For the comparison of matched non-parametric samples we used the Wilcoxon rank-sum t test. P values of less than .05 were considered statistically significant. Unless otherwise specified all data are presented as means ±SEM, and data are from at least 3 independent experiments (all measurements for each in vitro experiment performed in at least duplicate). Statistical analyses were calculated using GraphPad Prism version 6.0.

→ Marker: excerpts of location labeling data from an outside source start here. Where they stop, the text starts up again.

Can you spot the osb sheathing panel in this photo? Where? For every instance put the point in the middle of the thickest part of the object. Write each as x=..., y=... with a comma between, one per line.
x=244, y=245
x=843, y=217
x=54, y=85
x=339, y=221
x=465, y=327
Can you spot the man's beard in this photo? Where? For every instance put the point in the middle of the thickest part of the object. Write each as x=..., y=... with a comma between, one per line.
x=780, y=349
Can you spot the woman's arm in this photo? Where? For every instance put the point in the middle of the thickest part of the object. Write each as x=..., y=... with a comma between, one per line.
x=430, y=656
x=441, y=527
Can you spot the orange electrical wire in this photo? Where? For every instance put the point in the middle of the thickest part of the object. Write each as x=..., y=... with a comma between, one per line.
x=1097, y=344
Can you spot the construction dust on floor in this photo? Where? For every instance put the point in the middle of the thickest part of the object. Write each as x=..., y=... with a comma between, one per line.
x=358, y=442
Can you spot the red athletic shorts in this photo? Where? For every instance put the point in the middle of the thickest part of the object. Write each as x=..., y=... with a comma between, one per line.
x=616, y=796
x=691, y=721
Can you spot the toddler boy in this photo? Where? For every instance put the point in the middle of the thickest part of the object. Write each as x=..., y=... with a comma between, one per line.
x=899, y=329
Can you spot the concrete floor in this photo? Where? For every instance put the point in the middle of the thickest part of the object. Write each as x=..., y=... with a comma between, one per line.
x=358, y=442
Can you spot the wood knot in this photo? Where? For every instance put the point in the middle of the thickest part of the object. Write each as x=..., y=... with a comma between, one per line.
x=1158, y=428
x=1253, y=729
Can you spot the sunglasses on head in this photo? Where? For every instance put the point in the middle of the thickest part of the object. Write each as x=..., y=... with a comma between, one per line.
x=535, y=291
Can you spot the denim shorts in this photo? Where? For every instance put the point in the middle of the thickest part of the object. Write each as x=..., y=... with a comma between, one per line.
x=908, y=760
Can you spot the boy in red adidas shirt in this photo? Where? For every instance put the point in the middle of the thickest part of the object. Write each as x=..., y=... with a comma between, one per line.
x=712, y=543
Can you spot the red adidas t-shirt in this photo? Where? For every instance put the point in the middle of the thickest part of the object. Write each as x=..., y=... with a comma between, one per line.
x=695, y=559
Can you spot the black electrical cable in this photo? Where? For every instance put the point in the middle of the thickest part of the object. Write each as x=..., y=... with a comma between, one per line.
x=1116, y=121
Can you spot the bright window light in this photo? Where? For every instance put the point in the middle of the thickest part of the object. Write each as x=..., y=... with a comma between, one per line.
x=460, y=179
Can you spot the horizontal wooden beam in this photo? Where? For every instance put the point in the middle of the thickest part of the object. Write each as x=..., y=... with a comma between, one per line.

Disclosure of Potential Conflicts of Interest

No potential conflicts of interest were disclosed.

Acknowledgments

We thank CSL Limited Research staff (Recombinant Proteins Group, Antibody Technologies Group, Protein Technologies Group, Analytical Biochemistry Group), Karen Howie (M^cMaster University) and Kay Wycherley (WEHI Antibody Facility). This research was partly undertaken on the MX2 beamline at the Australian Synchrotron, Victoria, Australia and we thank the beamline staff for their assistance. This crystallography work was supported by a grant from the National Health and Medical Research Council of Australia (NHMRC) to M.W.P and A.F.L. and from the Australian Cancer Research Foundation to M.W.P. Funding from the Victorian Government Operational Infrastructure Support Scheme to St Vincent's Institute is acknowledged. U.D. and M.W.P. are NHMRC Postdoctoral and Research Fellows, respectively.